IO Objects

Indices and tables

Definition

An IO object represents an open file.

The location of that file may be one of:

  • On-disk
  • Standard input
  • Standard output
  • Standard error
  • In-memory buffer
  • Sockets
  • Pipes
  • etc…

IO objects are also referred to as, “file objects”, “file-like objects” or “streams”.

There are 3 basic types of IO objects you can work with:

Text

Reads and writes string objects.

Bytes from the backing store are decoded back to string on read and encoded into bytes on write. Newlines are optionally translated.

Binary

Reads and writes bytes objects.

No encoding, decoding or newline translation is performed.

Raw

Also called unbuffered IO.

This is a low-level building block class. It is rarely needed and won’t be discussed further.

The io library contains the API definitions for the different types of IO objects.

Python pre-initializes 3 text streams, for you:

Common IO Operations

Stream Opening

The canonical way to open a file is with the built-in function open(). Some, but not all, of its arguments are described below:

open(file, mode='r', encoding='', newline='')

file is a string or bytes object giving the path name to the file to open.

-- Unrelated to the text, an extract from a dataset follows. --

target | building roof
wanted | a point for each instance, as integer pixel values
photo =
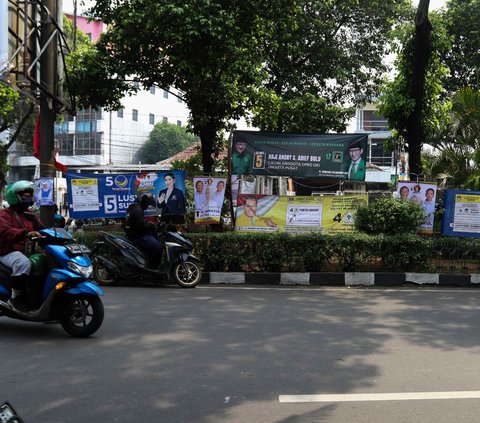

mode is optional and is a sequence of 1 or more characters that specifies how the file is opened. Refer to Table 15

Table 15 Table of File Open Modes
Character Meaning
‘r’ Open for reading (default)
‘w’ Open for writing, truncating the file first
‘x’ Like ‘w’ but fails if file already exists
‘a’ Open for appending to the end of the file
‘b’ Open in binary mode
‘t’ Open in text mode (default)
‘+’ Open for reading and writing (updating)

encoding names the encoding to use to encode/decode the file (e.g. ‘utf-8’). The codecs module lists all the valid encodings you can use. If not given, uses the current locale encoding. Only used with text files.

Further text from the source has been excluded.